We most commonly deal with two different categories of vectors. The first category is unconstrained vectors, with "unconstrained" meaning that none of the vector's coordinates can be written as an equation of its other coordinates. An example is the position vector of an entity in the game world; we may set limits on the magnitudes of the x, y, or z components, but otherwise, they are independent. The second category is unit vectors, which are spherically constrained. Examples are surface normals, direction vectors (perhaps representing which way a player is looking), and rotations (which are unit vectors in 4 dimensions).
We'll start by looking at a 2D position vector. The most obvious, and most common, way to quantize the vector is to treat the coordinates as two separate scalars and encode them using a method from last month, probably the vanilla scalar quantization. This is equivalent to dividng the map up into a bunch of grid squares, finding which square contains your entity, and using the center of that square to represent the entity's position.
The resolution of that grid controls the quality of our encoding; if the grid squares are too big, we won't be able to accurately represent positions. Usually we choose a grid resolution by first determining how much error we can tolerate; then we find the square size that gives us that much error at maximum. The most an entity's position can be wrong, via this encoding, is the distance from the center of the square to one of its corners (Figure 1).
This technique has some disadvantages. One problem is that the accuracy of transmitted entity positions is highly anisotropic. If an entity is moving along a diagonal of the grid, its average error will be much higher than an entity moving along an axis. Anisotropy is nice in rendering, but here it is a bad thing. It's bad because, if we make the grid squares small enough that the error in diagonal directions is acceptable, then we get more accuracy than we need in the axis-aligned directions. That means we've wasted some bandwidth.
We can reduce this effect by quantizing into shapes that are more round than squares. Wargamers will be familiar with the tiling of the plane by hexagons (Figure 2). A square of area 1 has extremal points about .707 units away from the center; a hexagon of area 1 has extremal points about .620 units from the center. That's a little more than 10% closer. This implies, via a little bit of math, that you need 30% more squares than hexagons to tile an area with equal error thresholds. So when using hexagons, you save about .4 bits per transmitted position. That might sound small; but if you have a bandwidth bill the size of a successful MMORPG's, you've saved perhaps $2,500 a month.
(Statistically-minded readers can compute the covariance matrices for the square and hexagon and observe the magnitudes of the eigenvalues, which tells you their relative compactness).

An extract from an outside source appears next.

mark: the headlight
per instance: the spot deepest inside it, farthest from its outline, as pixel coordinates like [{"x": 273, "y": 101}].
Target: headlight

We might try to do better than hexagons by seeding the plane with a bunch of unstructured points, and assigning all input values to the closest point. This is equivalent to tessellating the plane by the Voronoi diagram of those points, and choosing the Voronoi region in which an entity lies. We would want the points to be as evenly-spaced as possible; we could precompute them by running an energy relaxation program that causes points to repel each other until they reach equilibrium. I have included such a program in this month's sample code. When you run it, you get ... hexagons.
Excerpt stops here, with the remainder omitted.